Protests took place in cities across the United States and beyond on Friday to denounce President Donald Trump’s missile strikes on Syria.
The strikes on a Syrian air base—launched without congressional approval or U.N. authorization—were said to be in retaliation for Tuesday’s chemical weapons attack against Syrian civilians, though there has not yet been an independent investigation showing that the chemical attack was, as the U.S. claims, ordered by President Bashar al-Assad.
While the direct military attack against the Syrian government elicited fawning praise from media and lawmakers on both sides of the aisle, peace groups and humanitarian voices have condemned them, and many hit the streets to say that “bombs are not the answer” to the country’s ongoing conflict.
In Philadelphia, dozens of protesters marched against the strikes, with some carrying signs reading “U.S. Out of the Middle East.”

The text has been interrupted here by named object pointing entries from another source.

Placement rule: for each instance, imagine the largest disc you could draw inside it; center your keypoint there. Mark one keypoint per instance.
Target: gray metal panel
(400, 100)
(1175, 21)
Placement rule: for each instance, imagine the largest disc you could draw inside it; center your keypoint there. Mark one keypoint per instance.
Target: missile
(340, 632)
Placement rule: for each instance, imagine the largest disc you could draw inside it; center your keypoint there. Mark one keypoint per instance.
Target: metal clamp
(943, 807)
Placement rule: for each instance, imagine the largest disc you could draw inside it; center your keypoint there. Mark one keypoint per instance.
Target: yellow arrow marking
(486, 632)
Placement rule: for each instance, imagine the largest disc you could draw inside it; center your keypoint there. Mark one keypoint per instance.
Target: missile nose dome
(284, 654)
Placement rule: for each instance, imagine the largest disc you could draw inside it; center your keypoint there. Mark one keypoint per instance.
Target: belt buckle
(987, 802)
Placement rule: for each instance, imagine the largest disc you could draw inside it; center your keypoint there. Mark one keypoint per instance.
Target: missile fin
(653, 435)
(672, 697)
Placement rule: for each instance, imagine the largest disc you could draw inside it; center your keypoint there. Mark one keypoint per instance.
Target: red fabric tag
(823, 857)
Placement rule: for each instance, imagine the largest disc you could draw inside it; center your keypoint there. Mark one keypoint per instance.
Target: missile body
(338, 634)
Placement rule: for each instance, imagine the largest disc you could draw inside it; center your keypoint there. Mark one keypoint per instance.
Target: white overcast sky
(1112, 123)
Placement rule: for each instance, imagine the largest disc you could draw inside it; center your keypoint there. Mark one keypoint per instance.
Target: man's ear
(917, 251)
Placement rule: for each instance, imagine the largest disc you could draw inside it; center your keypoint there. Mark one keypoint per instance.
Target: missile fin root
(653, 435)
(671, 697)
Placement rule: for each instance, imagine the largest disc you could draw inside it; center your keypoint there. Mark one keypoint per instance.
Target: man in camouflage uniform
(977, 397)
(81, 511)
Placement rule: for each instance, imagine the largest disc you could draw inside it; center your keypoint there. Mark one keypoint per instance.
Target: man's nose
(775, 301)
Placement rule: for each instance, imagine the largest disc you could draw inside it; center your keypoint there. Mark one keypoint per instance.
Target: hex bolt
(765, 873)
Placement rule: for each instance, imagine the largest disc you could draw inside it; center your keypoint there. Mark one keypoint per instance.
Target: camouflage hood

In New York City’s Union Square, protester said Martin Jennings said to NBC New York: “It’s only going to escalate the violence,” adding: “I’m really concerned about the future of the Syrian people.”
In Chicago, protester Vicki Cervantes stated to CBS, “The tragedy of the children is heart-rending,” possibly referring to the children killed in the chemical attack or those killed in ongoing coalition strikes. “But I think the response of escalation—of more bombing, of more war—only means more dead children.”
In Detroit, Joe Mchahwar, son of a Syrian native, helped organize a protest and told MLive.com: “Even if international law is broken in a place, we’re not some vigilante, rogue power that should just be allowed to go attack anyone that they deem has broken the law.”
Across the Atlantic, the British Stop the War Coalition held what it called an “emergency protest” Friday evening at Downing Street, saying the missiles launched by Trump “will only increase the level of killing in Syria, and inflame the terrible war that has already caused untold misery for the people of the country.”
”This is the worst possible way to respond to the indefensible attack at Khan Sheikhun. As well as deepening the tragedy of the Syrian people, this utterly irresponsible act threatens to widen the war and lead the West into military confrontation with Russia,” the group stated.
Earlier on Friday, during a U.N. Security Council meeting—in which the Bolivian ambassador to the United Nations offered a vital history lesson—U.S. Ambassador to the U.N. Nikki Haley, who “seemed to be channeling George W. Bush even more than her actual boss,” according to one observer, described the strikes as “a very measured step.”